The Odd Couple
Neil Simon’s spectacularly famous New York comedy gets the Christmas call this year at the Ensemble. After playing two years on Broadway (starting 1965), there was the brilliant film starring Jack Lemmon and Walter Matthau, followed by 5 seasons of TV follow-ups (1970-75), further TV adaptations, plus 2 rewrites for the stage. It’s Simon’s most famous play, drenched with gags and one-liners, and the Ensemble - with 8 players on a nifty, packed setting (by Hugh O’Connor) of a 14th floor Upper West Side flat ‑ throws big resources into this production.
The ‘odd couple’ are relaxed, slobby Oscar (Steve Rodgers) and uptight, precise Felix (Brian Meegan), who come together in a moment of Felix’s dire need: he’s been thrown out of his house by his distraught wife (and who can blame her?). Of course the laughs should all stem from the unlikelihood of this paring, but the surprise of this production is how robust is the comedy from the others in the cast. The four card-playing mates who gather for their regular ultra-cheap games are great characters, and the two chirpy Londoners – the Pigeon Sisters, inveigled into tasting Felix’s home-cooked meal — are spectacular fun.
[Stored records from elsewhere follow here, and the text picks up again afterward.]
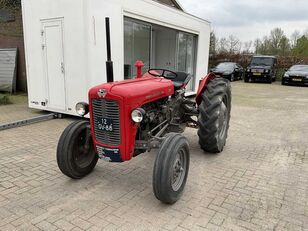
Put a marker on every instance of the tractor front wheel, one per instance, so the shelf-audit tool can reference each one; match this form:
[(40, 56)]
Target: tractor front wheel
[(214, 116), (76, 156), (171, 168)]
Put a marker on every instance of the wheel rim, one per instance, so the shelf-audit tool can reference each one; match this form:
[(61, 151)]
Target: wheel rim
[(83, 149), (223, 119), (179, 170)]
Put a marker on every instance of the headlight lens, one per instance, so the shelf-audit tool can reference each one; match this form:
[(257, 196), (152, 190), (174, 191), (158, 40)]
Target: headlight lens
[(82, 108), (138, 115)]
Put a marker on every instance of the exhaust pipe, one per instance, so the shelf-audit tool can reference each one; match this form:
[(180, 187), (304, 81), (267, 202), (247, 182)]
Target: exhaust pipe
[(109, 63)]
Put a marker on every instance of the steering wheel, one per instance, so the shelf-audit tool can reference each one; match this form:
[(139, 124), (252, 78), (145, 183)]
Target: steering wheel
[(167, 74)]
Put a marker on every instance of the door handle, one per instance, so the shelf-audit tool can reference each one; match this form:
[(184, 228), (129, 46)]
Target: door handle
[(62, 68)]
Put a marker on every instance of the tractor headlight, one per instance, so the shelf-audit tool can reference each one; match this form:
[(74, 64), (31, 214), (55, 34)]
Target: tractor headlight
[(138, 115), (82, 109)]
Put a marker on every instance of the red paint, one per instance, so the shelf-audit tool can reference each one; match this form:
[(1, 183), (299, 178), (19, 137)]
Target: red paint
[(204, 82), (139, 65), (130, 94)]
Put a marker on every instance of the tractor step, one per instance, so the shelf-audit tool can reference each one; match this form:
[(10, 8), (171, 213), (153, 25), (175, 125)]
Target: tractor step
[(25, 122)]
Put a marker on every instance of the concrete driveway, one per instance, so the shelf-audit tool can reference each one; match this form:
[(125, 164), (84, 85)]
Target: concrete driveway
[(260, 181)]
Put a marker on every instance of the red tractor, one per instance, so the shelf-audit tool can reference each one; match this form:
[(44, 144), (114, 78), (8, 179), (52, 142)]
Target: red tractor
[(131, 117)]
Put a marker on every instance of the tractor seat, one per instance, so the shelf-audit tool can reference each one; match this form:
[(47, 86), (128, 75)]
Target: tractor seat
[(181, 80)]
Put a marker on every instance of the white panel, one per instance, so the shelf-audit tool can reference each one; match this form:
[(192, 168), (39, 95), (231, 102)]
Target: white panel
[(54, 63)]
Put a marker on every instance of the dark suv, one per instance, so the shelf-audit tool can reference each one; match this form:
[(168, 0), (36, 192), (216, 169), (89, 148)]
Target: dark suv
[(262, 68)]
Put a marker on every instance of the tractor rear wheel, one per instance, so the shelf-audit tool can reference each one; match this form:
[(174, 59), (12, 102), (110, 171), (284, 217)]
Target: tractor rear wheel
[(171, 168), (76, 156), (214, 116)]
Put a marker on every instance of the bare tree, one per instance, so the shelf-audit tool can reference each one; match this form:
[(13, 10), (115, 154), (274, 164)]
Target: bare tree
[(275, 37), (294, 38), (247, 47), (234, 44), (213, 43), (223, 45)]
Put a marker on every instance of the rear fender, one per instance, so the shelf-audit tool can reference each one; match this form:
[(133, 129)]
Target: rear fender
[(203, 84)]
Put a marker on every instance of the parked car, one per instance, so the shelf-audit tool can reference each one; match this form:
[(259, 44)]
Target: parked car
[(296, 75), (262, 68), (229, 70)]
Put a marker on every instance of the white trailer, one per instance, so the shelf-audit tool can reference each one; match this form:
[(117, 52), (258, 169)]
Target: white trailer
[(65, 45)]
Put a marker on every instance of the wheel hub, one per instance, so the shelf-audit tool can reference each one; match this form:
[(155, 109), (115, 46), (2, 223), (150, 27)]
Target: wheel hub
[(179, 170), (223, 120)]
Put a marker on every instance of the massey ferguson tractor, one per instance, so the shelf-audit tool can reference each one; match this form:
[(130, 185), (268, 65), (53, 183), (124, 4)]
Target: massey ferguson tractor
[(132, 117)]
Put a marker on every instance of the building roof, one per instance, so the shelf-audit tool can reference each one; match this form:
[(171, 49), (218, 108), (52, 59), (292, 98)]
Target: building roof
[(172, 3)]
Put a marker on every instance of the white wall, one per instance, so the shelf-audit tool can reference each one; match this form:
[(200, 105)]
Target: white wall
[(85, 43), (74, 13)]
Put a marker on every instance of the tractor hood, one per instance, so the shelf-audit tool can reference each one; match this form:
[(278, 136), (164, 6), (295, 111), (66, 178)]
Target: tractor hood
[(136, 91)]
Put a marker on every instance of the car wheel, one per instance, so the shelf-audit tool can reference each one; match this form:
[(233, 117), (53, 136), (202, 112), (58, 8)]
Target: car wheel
[(214, 116), (76, 156), (171, 168)]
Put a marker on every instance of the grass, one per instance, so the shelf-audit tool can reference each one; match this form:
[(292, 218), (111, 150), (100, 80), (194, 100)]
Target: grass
[(19, 98)]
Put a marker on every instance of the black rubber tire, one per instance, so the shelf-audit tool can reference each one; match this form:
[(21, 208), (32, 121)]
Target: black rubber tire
[(163, 188), (232, 78), (66, 151), (214, 116)]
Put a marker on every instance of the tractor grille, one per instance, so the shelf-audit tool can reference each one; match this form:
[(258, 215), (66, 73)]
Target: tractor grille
[(106, 109)]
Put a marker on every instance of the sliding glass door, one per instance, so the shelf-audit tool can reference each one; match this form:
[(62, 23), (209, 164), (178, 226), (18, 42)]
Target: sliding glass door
[(186, 47), (137, 46)]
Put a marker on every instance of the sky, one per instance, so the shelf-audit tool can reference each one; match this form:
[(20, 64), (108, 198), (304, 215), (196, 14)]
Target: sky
[(250, 19)]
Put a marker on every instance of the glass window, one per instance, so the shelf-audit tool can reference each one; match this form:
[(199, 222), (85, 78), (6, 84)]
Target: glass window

There’s Murray, the caring plain-clothes cop (James Lugton); Vinnie, who nervously wins all the card games (Nicholas Papademetriou); big sarcastic Speed (Laurence Coy); and Roy, blessed/cursed with exceptional smell (Robert Jago). Their scenes are cracking. And after the interval we meet the Pigeons, loud and full of fun. Gwendolyn (Katie Fitchett) and Cecily (Olivia Pigeot) bring a sharp, ready-for-anything boost to proceedings.
When the wheels of this famous setup get rolling it’s clear that Oscar and Felix will boom and bust their way to an inevitable conclusion. Rodgers is good as the grubby sportswriter turned unwilling host; Meegan ticks all the boxes of the prissy, self-doubting nag (‘I’m impossible to live with’). You await the outcome: but when it comes, there is a feeling of regret. What was news in the 60s and 70s and 80s needs some clarifications and work nowadays.
Mark Kilmurry’s direction is fine as he navigates his cast round the squashed-together furniture.